Oslo, July 3 - Neftegaz.RU. Natural gas prices in Europe have plummeted thanks to a rising gas export war between Russia and the US, much to the delight of European consumers, Rystad Energy reported.
European gas prices are at a historical low and below the cost of shipping gas from the US to Europe. In May, prices remained just above this floor, fetching around $4.20 per million British thermal units (MMBtu). But this floor seems to be crumbling, if not collapsing, now that the Dutch front month gas price (TTF) has hit a fresh low of $3.20 per MMBtu – the lowest price since the TTF began trading on the Dutch market in March 2010.

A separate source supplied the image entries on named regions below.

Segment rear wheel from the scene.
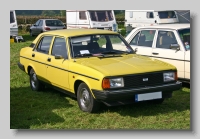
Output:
[29,69,44,91]
[77,83,100,113]
[149,98,165,104]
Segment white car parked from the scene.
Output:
[125,23,190,83]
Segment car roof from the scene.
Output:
[138,23,190,30]
[40,29,118,37]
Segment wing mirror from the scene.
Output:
[55,55,63,59]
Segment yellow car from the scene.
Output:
[18,29,182,113]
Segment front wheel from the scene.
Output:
[29,69,44,91]
[77,83,100,113]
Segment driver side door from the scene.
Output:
[47,37,69,90]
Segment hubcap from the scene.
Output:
[80,88,90,108]
[31,73,37,88]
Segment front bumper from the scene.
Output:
[92,81,182,105]
[17,62,25,72]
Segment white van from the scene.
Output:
[125,10,179,29]
[66,10,118,32]
[10,10,24,42]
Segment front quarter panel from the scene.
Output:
[69,60,104,96]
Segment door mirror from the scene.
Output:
[135,48,138,52]
[55,55,63,59]
[170,44,180,50]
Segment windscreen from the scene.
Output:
[70,34,134,57]
[89,11,114,22]
[45,20,64,26]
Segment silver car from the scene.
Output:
[30,19,66,36]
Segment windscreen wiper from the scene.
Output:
[74,54,93,57]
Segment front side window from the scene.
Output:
[10,12,15,23]
[79,11,87,20]
[35,20,40,26]
[158,11,176,19]
[69,34,134,57]
[156,31,177,49]
[130,30,155,47]
[178,28,190,50]
[147,12,153,18]
[129,12,133,18]
[51,37,67,59]
[36,36,53,54]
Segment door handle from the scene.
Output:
[47,57,51,62]
[152,53,159,55]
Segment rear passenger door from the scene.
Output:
[152,30,185,78]
[129,29,156,56]
[47,37,69,90]
[31,36,53,81]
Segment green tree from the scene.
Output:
[60,10,66,17]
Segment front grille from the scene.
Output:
[124,72,164,87]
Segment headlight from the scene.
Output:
[163,72,177,82]
[102,78,124,89]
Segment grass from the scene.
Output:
[10,31,191,130]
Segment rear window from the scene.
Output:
[10,12,15,23]
[158,11,176,19]
[45,20,64,26]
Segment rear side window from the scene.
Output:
[156,31,177,49]
[130,30,156,47]
[79,11,86,20]
[158,11,176,19]
[10,12,15,23]
[36,36,53,54]
[51,37,67,59]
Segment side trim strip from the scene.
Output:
[139,55,190,62]
[20,56,99,81]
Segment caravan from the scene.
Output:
[10,10,18,36]
[10,10,24,42]
[66,10,118,32]
[125,10,179,28]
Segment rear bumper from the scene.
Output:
[92,81,182,105]
[17,62,25,72]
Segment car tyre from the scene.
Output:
[30,30,34,37]
[29,69,45,91]
[77,83,100,113]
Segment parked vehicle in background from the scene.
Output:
[18,29,182,113]
[126,23,191,82]
[125,10,179,34]
[10,10,18,36]
[10,10,24,42]
[66,10,118,32]
[29,19,66,36]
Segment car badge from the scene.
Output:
[142,78,148,82]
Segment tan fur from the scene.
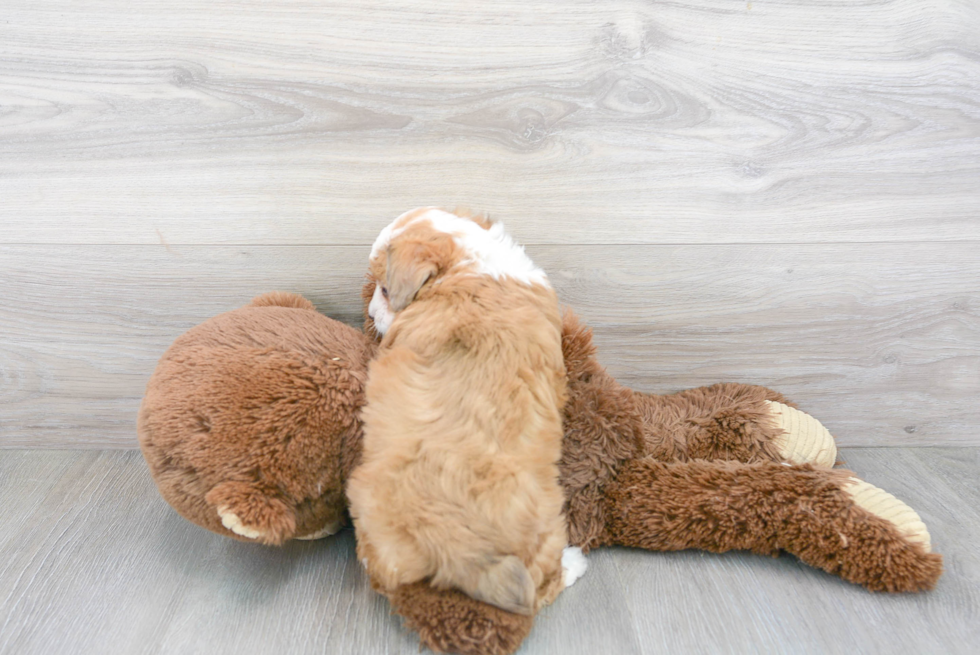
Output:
[347,214,567,614]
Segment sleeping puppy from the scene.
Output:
[347,208,585,614]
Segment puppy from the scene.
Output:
[347,208,585,614]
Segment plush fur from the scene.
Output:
[347,209,567,614]
[139,294,942,655]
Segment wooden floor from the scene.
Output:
[0,447,980,655]
[0,0,980,448]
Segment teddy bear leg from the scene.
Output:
[388,581,534,655]
[204,481,296,546]
[765,400,837,468]
[637,383,837,467]
[603,459,943,592]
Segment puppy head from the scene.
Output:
[361,207,492,338]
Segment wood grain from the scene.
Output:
[0,448,980,655]
[0,244,980,448]
[0,0,980,245]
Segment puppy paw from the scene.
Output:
[218,507,262,539]
[844,478,932,553]
[766,400,837,468]
[561,546,589,589]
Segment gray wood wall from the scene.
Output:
[0,0,980,448]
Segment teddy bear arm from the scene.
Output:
[604,459,942,591]
[635,383,837,467]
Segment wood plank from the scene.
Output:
[0,244,980,448]
[0,448,980,655]
[0,0,980,245]
[0,451,639,655]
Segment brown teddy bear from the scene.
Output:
[139,286,942,655]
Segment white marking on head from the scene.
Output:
[368,282,395,336]
[371,207,550,287]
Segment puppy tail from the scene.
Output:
[463,555,535,615]
[249,291,316,310]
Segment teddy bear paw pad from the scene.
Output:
[296,521,343,541]
[844,478,932,553]
[218,507,262,539]
[766,400,837,468]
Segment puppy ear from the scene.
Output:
[387,244,439,312]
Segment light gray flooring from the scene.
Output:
[0,447,980,655]
[0,0,980,448]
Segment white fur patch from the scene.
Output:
[371,207,550,288]
[368,284,395,335]
[561,546,589,588]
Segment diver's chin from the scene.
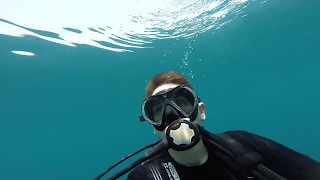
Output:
[168,139,208,167]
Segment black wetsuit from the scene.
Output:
[128,131,320,180]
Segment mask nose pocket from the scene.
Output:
[163,105,181,124]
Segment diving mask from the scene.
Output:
[140,86,200,131]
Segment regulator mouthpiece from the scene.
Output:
[166,118,201,151]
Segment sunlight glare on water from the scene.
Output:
[0,0,252,52]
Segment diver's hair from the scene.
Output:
[146,71,194,97]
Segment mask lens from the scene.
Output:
[170,88,195,115]
[144,97,164,125]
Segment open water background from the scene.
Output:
[0,0,320,180]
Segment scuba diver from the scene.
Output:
[96,71,320,180]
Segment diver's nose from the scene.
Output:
[163,105,181,124]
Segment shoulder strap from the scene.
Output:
[199,127,286,180]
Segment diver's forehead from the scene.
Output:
[152,84,179,95]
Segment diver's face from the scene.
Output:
[152,84,205,139]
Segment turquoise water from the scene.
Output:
[0,0,320,180]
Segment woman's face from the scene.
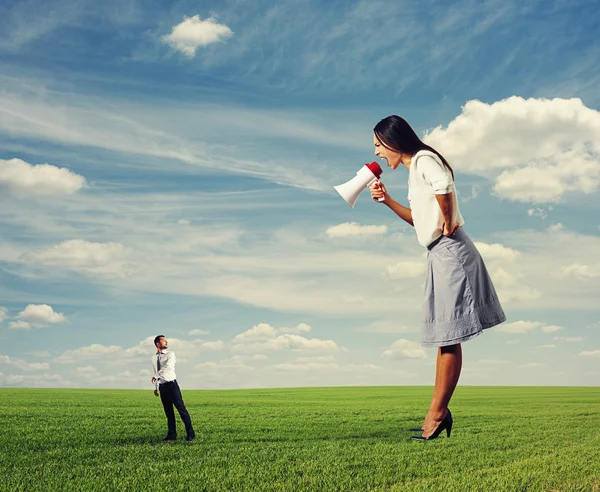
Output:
[373,134,402,169]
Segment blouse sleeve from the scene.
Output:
[417,155,452,195]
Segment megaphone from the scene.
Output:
[334,162,383,208]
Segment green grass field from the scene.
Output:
[0,387,600,491]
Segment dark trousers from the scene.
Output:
[158,381,195,437]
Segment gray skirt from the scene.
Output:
[421,227,506,347]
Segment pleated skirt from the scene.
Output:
[421,227,506,347]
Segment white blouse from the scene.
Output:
[408,150,465,247]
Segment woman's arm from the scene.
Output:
[369,181,414,227]
[435,192,459,236]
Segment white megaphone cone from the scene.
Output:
[334,162,383,208]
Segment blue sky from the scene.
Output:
[0,0,600,389]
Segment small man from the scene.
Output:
[152,335,196,441]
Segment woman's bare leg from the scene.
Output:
[423,344,462,437]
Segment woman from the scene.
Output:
[370,115,506,440]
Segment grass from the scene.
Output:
[0,387,600,492]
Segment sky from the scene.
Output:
[0,0,600,390]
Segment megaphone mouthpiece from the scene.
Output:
[334,162,383,208]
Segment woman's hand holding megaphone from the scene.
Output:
[369,181,388,203]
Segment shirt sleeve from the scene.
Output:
[417,155,452,195]
[157,352,175,379]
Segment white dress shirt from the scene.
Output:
[152,350,176,389]
[408,150,465,247]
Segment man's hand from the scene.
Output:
[442,222,460,236]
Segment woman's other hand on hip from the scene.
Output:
[442,222,460,237]
[369,181,388,203]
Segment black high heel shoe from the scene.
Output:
[411,409,452,441]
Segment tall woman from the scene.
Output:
[370,115,506,440]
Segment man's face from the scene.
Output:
[156,337,169,350]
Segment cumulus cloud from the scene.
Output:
[233,333,344,352]
[0,355,50,371]
[494,152,600,203]
[232,323,345,353]
[385,261,425,280]
[519,362,546,369]
[554,337,583,343]
[232,323,312,343]
[527,205,553,220]
[579,350,600,357]
[327,222,388,238]
[424,96,600,203]
[162,15,233,58]
[560,263,600,280]
[188,329,210,336]
[490,266,542,303]
[548,222,565,232]
[497,321,562,333]
[0,373,75,388]
[381,338,426,360]
[8,304,67,330]
[475,241,519,262]
[0,159,86,195]
[55,343,123,364]
[21,239,133,277]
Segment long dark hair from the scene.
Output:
[373,114,454,179]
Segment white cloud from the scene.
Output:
[199,340,226,351]
[579,350,600,357]
[497,321,562,333]
[0,159,86,195]
[490,266,542,303]
[494,152,600,203]
[162,15,233,58]
[233,333,345,353]
[188,329,210,336]
[279,323,312,333]
[21,239,133,277]
[541,325,562,333]
[425,96,600,203]
[527,205,554,220]
[359,320,420,334]
[473,359,508,366]
[232,323,278,343]
[232,323,312,343]
[554,337,584,343]
[55,343,123,364]
[381,338,427,360]
[0,373,75,388]
[326,222,388,238]
[519,362,546,369]
[75,366,100,379]
[548,222,565,232]
[386,261,426,280]
[560,263,600,280]
[0,355,50,371]
[8,304,67,330]
[475,241,519,262]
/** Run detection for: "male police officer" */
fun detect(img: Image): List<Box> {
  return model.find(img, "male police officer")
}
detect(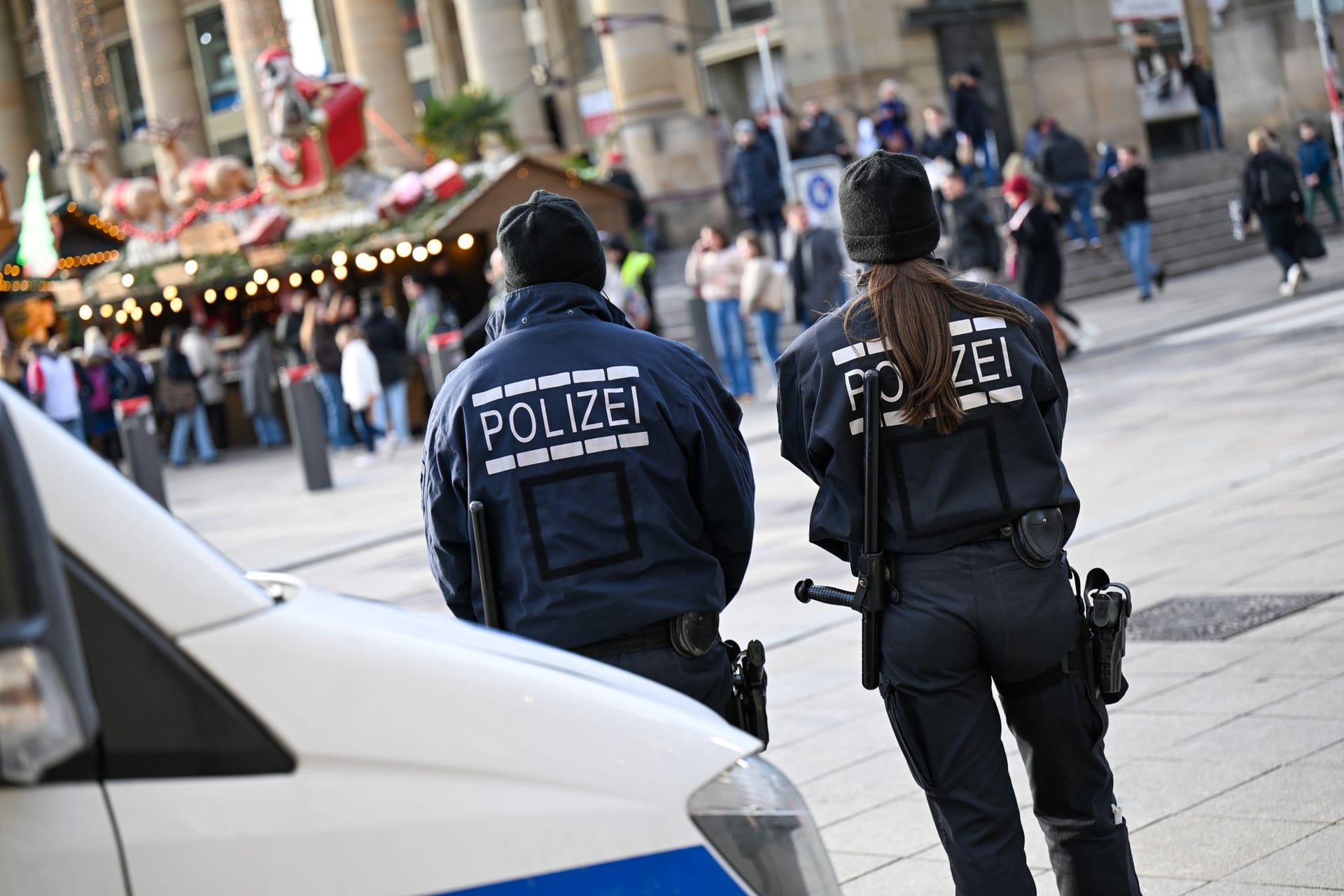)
[421,191,755,712]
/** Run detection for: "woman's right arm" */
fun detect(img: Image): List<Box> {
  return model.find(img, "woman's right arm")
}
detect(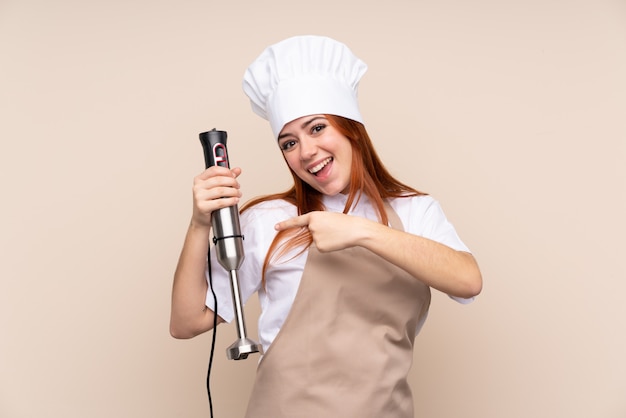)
[170,166,241,338]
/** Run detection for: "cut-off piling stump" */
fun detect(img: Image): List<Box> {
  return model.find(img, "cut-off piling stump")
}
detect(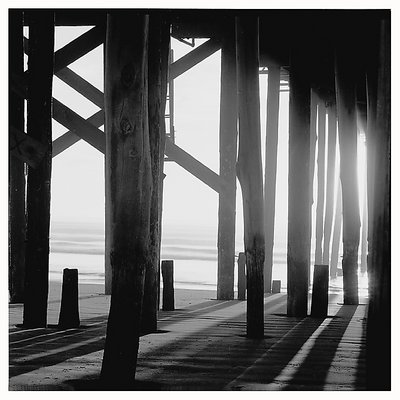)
[58,268,80,328]
[238,253,246,300]
[272,280,281,293]
[311,265,329,318]
[161,260,175,311]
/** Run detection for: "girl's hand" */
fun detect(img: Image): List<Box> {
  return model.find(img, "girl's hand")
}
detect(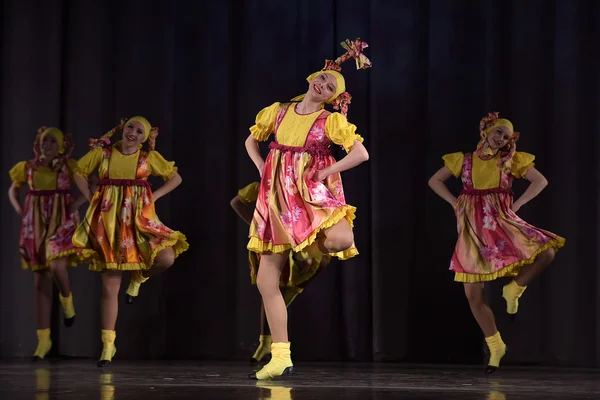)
[312,169,329,182]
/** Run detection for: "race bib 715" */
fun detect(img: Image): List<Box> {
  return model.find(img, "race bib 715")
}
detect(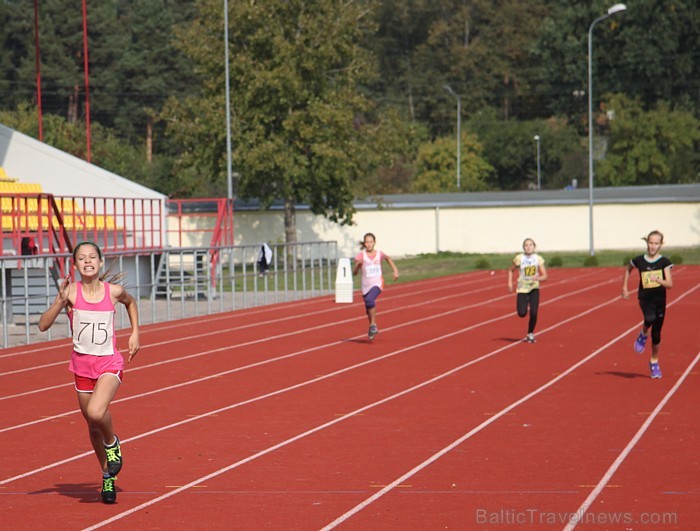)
[73,309,114,356]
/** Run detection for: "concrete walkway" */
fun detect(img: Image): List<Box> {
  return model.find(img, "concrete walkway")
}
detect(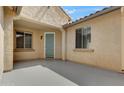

“As 2 of the world’s largest gas producers, Russia and the US are natural competitors in what seems to be a race to the bottom, not only in the lucrative Asian market but now also in Europe. Both countries have sent increasing amounts of gas to Europe despite the low price environment,” Torres-Diaz observed.
Russia can send supplies to the European market both through pipelines and via LNG vessels. That gives the gas giant in the east a clear geographical advantage over its western counterpart.
Pipeline exports from Russia were up 8% from last year during the first 5 months of 2019. LNG exports from Yamal, a peninsula in northwestern Siberia, increased 380% in this period.
“From an economic point of view, greater supply volumes from Russia make sense given the lower cost. And it comes at a time when Gazprom wants to maintain its reputation as a reliable supplier to the European market, while the current the political climate pushes Europe to diversify its energy supply,” Torres-Diaz notes.
That is not the case for US gas exporters, which still need a higher European market price to cover their operational costs when selling LNG to Europe.
“Some US exporters are not covering their operational costs. Nevertheless, US exports to Europe during the first 5 months of 2019 increased by 6.9 Bcm versus the same period last year,” Torres-Diaz remarked.